If investment accounts can earn more interest than savings accounts, it may seem silly to put money in savings accounts. It is important for you to also teach your children the risks of investing, a major reason why a lot of parents don’t even get into investing. The risks are higher, but the rewards can be greater. It is important to note that investment accounts are not insured by the bank, while saving and checking accounts are.
Track the Stock Market: Have your child pick a few brands that they like such as their favorite cereal, sports equipment, soft drink, or gaming company. Once they’ve picked two or three, go to the company websites or a general financial site and show them how to track the stocks. You can also point out news articles about the company and have them predict how that will affect their stocks. For example, if a sports equipment/apparel company decides to sponsor an athlete, you can discuss how that may lead to a drop or rise in their stocks. Track how the stocks change to see if your child’s guesses were right or wrong.
Start Investing: It’s never too early to get your child actively involved in investing by “selling” some of your shares to them. For example, if you’re planning to buy 200 shares of a particular company and you have two children, buy 202. Sell the extra shares to each child either at the price you paid or a discounted price if it’s too high. You can keep track of the children’s shares in a separate register so they can follow what happens and earn some money if the stocks do well. You can have them make decisions on when or if to sell, but help them make informed decisions and be willing to buy the shares back if they prove disappointing.
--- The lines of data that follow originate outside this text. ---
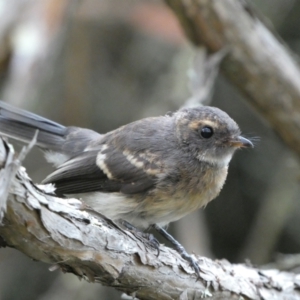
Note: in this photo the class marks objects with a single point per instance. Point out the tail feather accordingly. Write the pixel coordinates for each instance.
(22, 125)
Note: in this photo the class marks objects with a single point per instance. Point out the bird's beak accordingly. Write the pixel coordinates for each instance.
(241, 142)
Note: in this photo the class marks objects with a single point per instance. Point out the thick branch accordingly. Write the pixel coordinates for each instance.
(258, 63)
(77, 240)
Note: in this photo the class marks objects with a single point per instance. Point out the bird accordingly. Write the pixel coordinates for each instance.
(150, 172)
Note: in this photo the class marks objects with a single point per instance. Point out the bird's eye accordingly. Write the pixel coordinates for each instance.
(207, 132)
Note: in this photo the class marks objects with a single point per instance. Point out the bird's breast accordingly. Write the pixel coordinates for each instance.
(187, 192)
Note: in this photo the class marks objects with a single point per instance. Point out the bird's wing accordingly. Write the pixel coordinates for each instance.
(108, 169)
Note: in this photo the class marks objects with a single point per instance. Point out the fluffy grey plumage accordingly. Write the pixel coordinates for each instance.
(152, 171)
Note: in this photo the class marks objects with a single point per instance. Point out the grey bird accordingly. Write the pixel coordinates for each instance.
(149, 172)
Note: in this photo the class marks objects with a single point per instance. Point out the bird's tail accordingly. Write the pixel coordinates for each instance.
(22, 125)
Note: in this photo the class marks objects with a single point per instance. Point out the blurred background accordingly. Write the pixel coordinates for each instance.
(101, 64)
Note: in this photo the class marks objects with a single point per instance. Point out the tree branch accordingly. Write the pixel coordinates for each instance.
(258, 63)
(76, 239)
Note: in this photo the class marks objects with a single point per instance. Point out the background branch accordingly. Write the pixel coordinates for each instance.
(258, 62)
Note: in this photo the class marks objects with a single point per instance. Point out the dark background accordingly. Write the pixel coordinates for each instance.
(102, 64)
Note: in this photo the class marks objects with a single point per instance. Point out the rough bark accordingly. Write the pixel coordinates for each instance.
(75, 239)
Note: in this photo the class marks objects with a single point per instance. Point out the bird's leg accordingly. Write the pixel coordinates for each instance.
(179, 248)
(151, 240)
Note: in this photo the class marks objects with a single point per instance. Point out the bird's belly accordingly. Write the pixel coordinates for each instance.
(163, 205)
(172, 203)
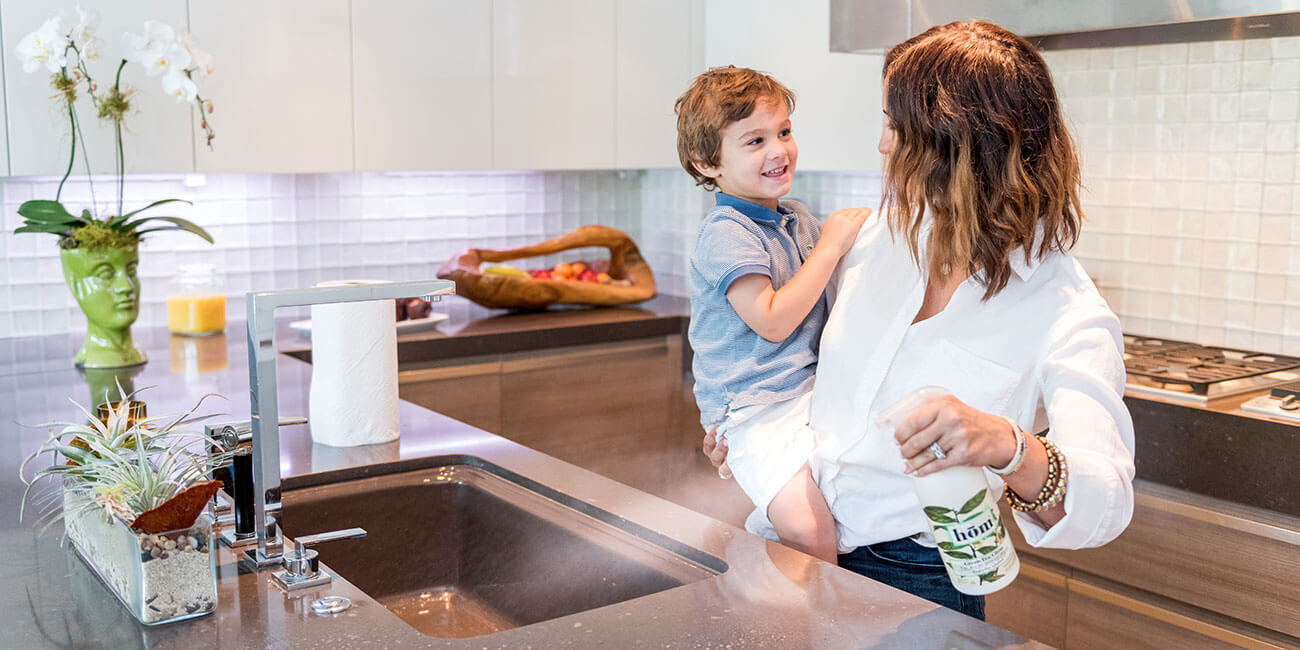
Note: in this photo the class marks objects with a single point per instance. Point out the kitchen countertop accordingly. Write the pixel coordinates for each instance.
(770, 597)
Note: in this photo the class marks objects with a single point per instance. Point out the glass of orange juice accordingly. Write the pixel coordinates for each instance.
(195, 303)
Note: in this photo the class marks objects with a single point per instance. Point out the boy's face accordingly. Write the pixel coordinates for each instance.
(757, 156)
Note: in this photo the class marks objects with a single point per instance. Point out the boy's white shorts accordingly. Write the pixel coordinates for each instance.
(766, 445)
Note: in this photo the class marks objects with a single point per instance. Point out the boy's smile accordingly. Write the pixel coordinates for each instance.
(757, 156)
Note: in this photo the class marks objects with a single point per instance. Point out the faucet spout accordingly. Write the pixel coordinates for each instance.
(261, 386)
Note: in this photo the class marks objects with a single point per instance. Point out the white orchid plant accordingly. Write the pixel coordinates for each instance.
(63, 47)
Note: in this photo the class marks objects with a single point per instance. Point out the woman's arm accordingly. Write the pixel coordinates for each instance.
(1082, 381)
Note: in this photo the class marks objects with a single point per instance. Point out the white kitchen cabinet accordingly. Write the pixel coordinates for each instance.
(554, 83)
(423, 85)
(157, 130)
(661, 50)
(282, 87)
(4, 125)
(837, 117)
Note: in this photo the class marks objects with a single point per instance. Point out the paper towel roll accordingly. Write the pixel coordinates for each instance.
(354, 395)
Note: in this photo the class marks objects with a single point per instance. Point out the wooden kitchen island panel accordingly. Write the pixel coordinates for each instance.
(1105, 616)
(1188, 572)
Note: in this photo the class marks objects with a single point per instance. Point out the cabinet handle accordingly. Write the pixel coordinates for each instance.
(1179, 620)
(447, 372)
(586, 354)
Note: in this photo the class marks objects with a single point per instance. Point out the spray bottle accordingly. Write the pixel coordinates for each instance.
(962, 515)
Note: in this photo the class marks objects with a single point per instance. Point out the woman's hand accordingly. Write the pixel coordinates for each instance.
(965, 436)
(716, 453)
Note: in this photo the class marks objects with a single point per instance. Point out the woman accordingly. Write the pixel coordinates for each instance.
(966, 284)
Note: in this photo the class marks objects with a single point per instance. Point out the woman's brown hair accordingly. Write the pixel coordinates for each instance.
(979, 141)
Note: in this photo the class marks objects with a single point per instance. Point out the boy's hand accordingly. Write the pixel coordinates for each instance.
(841, 229)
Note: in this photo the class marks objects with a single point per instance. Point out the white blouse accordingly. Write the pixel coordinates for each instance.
(1045, 351)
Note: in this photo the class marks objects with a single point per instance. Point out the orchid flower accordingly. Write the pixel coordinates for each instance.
(46, 47)
(157, 50)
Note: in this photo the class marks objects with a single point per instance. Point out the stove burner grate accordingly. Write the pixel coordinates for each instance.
(1196, 367)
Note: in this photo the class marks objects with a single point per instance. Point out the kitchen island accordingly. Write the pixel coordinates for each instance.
(767, 596)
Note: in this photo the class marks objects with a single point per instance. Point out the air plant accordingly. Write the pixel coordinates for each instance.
(124, 467)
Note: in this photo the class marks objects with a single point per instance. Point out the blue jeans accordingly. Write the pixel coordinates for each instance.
(914, 568)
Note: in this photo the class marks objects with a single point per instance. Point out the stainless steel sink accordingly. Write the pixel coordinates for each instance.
(466, 547)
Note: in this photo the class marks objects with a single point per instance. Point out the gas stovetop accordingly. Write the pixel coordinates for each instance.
(1199, 373)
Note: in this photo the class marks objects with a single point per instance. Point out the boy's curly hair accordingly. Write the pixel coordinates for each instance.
(715, 99)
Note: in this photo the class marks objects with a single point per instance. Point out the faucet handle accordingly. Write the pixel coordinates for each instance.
(302, 564)
(233, 433)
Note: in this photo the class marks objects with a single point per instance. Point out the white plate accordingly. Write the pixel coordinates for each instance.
(406, 326)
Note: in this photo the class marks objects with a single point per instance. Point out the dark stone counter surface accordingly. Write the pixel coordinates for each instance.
(770, 597)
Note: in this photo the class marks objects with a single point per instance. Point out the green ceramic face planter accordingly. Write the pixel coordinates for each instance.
(105, 287)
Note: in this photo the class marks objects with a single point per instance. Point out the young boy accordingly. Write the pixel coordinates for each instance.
(757, 295)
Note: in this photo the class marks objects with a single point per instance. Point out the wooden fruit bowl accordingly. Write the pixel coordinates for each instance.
(527, 293)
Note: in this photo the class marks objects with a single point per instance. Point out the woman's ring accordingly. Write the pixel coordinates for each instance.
(937, 451)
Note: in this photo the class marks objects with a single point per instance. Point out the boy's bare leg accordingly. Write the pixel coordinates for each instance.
(801, 518)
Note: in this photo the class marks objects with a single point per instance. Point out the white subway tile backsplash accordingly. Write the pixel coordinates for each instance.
(1227, 50)
(1281, 137)
(1257, 50)
(1286, 74)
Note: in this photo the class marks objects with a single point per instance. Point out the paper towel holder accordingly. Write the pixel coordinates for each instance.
(261, 385)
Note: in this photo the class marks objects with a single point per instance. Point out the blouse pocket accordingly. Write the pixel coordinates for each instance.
(979, 382)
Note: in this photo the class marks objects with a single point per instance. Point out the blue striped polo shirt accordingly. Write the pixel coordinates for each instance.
(733, 365)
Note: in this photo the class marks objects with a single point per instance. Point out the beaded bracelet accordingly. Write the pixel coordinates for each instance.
(1053, 489)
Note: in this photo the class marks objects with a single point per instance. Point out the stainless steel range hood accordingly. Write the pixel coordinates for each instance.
(876, 25)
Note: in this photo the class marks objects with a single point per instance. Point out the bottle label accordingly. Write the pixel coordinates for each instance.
(971, 540)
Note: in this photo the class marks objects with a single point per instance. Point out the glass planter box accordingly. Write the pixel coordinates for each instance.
(159, 577)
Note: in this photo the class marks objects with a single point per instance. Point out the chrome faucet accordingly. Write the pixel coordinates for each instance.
(261, 386)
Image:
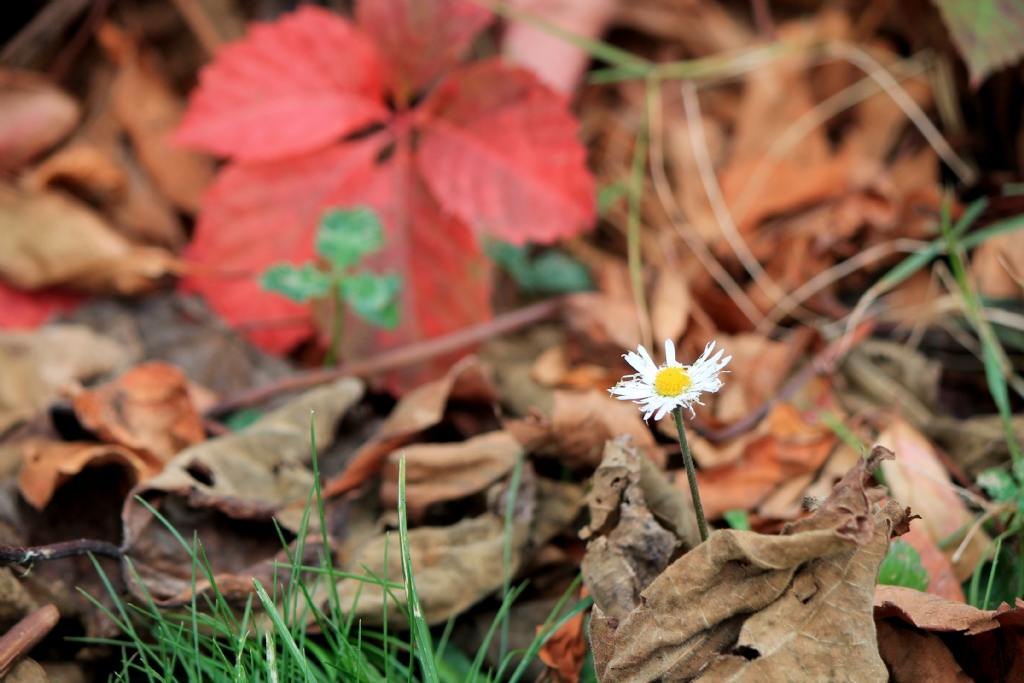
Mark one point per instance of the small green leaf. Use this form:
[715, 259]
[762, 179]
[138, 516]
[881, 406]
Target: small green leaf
[346, 236]
[999, 485]
[550, 272]
[374, 298]
[902, 567]
[297, 284]
[737, 519]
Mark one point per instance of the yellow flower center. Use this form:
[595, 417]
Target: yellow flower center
[672, 381]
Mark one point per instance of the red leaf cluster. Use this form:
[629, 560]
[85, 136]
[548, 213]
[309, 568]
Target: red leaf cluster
[313, 112]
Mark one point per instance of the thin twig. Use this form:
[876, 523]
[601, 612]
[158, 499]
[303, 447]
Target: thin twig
[714, 191]
[399, 357]
[56, 551]
[678, 218]
[28, 633]
[822, 363]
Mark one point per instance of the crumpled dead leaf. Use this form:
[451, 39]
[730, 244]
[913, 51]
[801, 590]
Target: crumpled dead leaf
[53, 240]
[975, 644]
[34, 117]
[148, 110]
[921, 480]
[437, 472]
[565, 649]
[48, 465]
[38, 365]
[147, 409]
[750, 607]
[788, 446]
[230, 489]
[458, 565]
[422, 408]
[580, 425]
[635, 529]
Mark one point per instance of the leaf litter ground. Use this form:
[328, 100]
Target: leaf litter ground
[753, 210]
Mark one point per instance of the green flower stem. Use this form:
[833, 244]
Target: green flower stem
[691, 475]
[338, 329]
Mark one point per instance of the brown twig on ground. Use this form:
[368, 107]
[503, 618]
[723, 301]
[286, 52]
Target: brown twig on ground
[398, 357]
[821, 363]
[26, 635]
[55, 551]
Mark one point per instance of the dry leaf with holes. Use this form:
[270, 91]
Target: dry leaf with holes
[750, 607]
[37, 366]
[636, 528]
[148, 410]
[48, 465]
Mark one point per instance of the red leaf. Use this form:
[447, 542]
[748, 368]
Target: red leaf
[258, 214]
[419, 40]
[502, 154]
[286, 88]
[24, 310]
[255, 215]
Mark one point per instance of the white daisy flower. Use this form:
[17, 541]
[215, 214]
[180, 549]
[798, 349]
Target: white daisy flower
[659, 389]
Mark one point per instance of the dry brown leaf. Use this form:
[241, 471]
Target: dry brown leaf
[48, 465]
[146, 107]
[458, 565]
[231, 491]
[627, 547]
[942, 578]
[790, 447]
[437, 472]
[580, 426]
[916, 657]
[38, 365]
[422, 408]
[52, 240]
[148, 410]
[750, 607]
[116, 185]
[565, 649]
[921, 480]
[34, 117]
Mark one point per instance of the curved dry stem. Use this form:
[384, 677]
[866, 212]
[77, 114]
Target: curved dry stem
[876, 71]
[714, 191]
[677, 216]
[816, 116]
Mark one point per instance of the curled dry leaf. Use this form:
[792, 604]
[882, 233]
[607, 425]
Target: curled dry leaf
[565, 649]
[147, 410]
[34, 117]
[459, 565]
[48, 465]
[436, 472]
[229, 491]
[38, 365]
[52, 240]
[420, 409]
[751, 607]
[148, 110]
[922, 481]
[635, 529]
[790, 447]
[580, 425]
In the last lesson, we spoke about Custodial Accounts. These are simply accounts managed by parents/guardians for a child while they are a minor. Contributing monthly to this account for your child can set them up well for their future! Additionally, you can have them contribute, and that way they don’t have access to spend this money until they are old enough to manage it. Custodial accounts can be savings or investment accounts. Investment accounts will have higher yields, traditionally, but are not insured by the bank. Savings accounts will have smaller interest rates, but don’t carry risk like an investment account does!